Cancer newsFeb 18, 2010

Genetic abnormalities—missing DNA or duplicate DNA—that fuel the growth of one type of cancer may actually be at work in several others, U.S. researchers said on Wednesday.

The finding, based on a large-scale study of the genetic make-up of 26 different types of cancers, suggests cancer has less to do with where in the body it occurs, and more to do with the genetic changes that cause it to grow.

“A lot of the events that cause cancer are common between cancers of different tissue types,” said Matthew Meyerson of the Dana-Farber Cancer Institute and the Broad Institute of Harvard and the Massachusetts Institute of Technology in Boston, whose study appears in the journal Nature.

"You have breast cancer, lung cancer, cancer of the kidney—many of the events that cause these cancers are going to be the same,” Meyerson said in a telephone interview.

“What that means for treatment is that many treatments may be used across many different kinds of cancers.”

The finding is based on an effort started in 2004 to systematically map the genetic changes across different types of cancers.

The team focused on specific aberrations in the genetic code known as somatic copy-number alterations, in which segments of a tumor’s genome contain extra copies of a piece of DNA or lack the segment altogether.

For the study, the team collected more than 2,500 cancer specimens representing more than 24 cancer types, including lung, prostate, breast, ovarian, colon, esophageal, liver, brain and blood cancers.

They combined this with publicly available data from another 600 tumor samples.

“What we’re seeing here is that the copy number events that are happening in some of one cancer type are happening in some of another cancer type,” Meyerson said.
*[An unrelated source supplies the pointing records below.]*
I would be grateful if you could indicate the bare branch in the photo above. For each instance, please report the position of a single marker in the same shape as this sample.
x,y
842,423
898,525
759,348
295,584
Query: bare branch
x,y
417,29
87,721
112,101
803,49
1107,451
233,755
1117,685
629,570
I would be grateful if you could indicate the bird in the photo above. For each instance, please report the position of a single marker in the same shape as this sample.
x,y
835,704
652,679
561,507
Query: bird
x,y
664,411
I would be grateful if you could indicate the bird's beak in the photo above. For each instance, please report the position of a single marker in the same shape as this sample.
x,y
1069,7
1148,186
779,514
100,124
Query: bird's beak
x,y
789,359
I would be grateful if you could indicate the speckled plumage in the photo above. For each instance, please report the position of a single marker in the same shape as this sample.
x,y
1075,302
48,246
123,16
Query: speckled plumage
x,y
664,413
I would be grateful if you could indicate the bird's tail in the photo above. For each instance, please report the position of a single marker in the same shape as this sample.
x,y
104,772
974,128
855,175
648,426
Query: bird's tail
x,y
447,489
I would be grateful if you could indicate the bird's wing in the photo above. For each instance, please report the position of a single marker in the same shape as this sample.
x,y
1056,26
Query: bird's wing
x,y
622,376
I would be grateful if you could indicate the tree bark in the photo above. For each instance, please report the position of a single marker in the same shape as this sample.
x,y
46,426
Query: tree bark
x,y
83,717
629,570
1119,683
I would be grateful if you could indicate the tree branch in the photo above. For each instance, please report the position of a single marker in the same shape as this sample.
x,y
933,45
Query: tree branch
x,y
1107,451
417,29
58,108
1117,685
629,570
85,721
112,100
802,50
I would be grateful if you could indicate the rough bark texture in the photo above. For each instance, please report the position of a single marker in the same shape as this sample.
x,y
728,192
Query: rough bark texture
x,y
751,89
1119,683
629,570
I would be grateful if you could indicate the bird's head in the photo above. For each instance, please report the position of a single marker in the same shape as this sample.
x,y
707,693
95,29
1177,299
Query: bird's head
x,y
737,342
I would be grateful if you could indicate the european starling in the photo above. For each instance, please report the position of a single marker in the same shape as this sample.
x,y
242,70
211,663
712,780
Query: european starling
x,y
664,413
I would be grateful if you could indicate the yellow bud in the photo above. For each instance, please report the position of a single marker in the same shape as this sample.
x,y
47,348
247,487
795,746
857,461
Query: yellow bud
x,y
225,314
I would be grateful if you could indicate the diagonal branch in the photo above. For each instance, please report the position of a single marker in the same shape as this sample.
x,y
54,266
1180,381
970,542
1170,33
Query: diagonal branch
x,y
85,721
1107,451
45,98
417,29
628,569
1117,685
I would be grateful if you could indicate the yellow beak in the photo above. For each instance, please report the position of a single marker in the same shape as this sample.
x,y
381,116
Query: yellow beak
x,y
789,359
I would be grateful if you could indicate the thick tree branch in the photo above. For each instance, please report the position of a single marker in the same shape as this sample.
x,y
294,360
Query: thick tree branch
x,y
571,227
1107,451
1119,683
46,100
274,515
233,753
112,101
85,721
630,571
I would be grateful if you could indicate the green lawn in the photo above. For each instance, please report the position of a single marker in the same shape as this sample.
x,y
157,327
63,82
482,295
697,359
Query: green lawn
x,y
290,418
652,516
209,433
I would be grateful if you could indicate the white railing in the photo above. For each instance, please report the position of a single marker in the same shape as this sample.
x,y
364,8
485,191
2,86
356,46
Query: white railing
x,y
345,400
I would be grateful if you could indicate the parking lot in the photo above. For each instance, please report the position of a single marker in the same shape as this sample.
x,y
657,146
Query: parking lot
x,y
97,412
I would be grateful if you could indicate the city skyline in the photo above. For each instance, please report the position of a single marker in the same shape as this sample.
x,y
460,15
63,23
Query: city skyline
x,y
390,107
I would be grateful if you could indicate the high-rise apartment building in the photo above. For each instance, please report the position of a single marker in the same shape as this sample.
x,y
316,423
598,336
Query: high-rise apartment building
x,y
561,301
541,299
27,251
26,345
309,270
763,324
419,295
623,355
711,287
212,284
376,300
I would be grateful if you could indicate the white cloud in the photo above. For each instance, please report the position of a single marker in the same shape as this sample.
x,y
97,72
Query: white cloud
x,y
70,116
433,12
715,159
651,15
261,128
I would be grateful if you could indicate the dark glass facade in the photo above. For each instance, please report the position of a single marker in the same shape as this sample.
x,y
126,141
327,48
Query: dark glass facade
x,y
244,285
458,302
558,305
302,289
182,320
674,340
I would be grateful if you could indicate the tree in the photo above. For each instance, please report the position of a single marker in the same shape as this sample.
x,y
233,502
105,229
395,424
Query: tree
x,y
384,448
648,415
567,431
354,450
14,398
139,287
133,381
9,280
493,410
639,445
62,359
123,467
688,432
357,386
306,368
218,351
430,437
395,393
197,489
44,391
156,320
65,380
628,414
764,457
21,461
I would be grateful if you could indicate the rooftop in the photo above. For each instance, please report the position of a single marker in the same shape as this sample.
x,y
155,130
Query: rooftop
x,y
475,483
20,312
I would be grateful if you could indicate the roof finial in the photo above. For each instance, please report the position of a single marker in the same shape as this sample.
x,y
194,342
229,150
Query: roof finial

Out of 17 different types of cancer, they found that most copy number changes—either extra or missing DNA—were present in more than one type.

For drug companies, Meyerson said the finding suggests that rather than developing drugs to treat a specific type of cancer, companies may need to focus on drugs that target genetic changes that drive cancer growth.

“In principle, there could be broader drugs that could be effective against many cancers,” he said.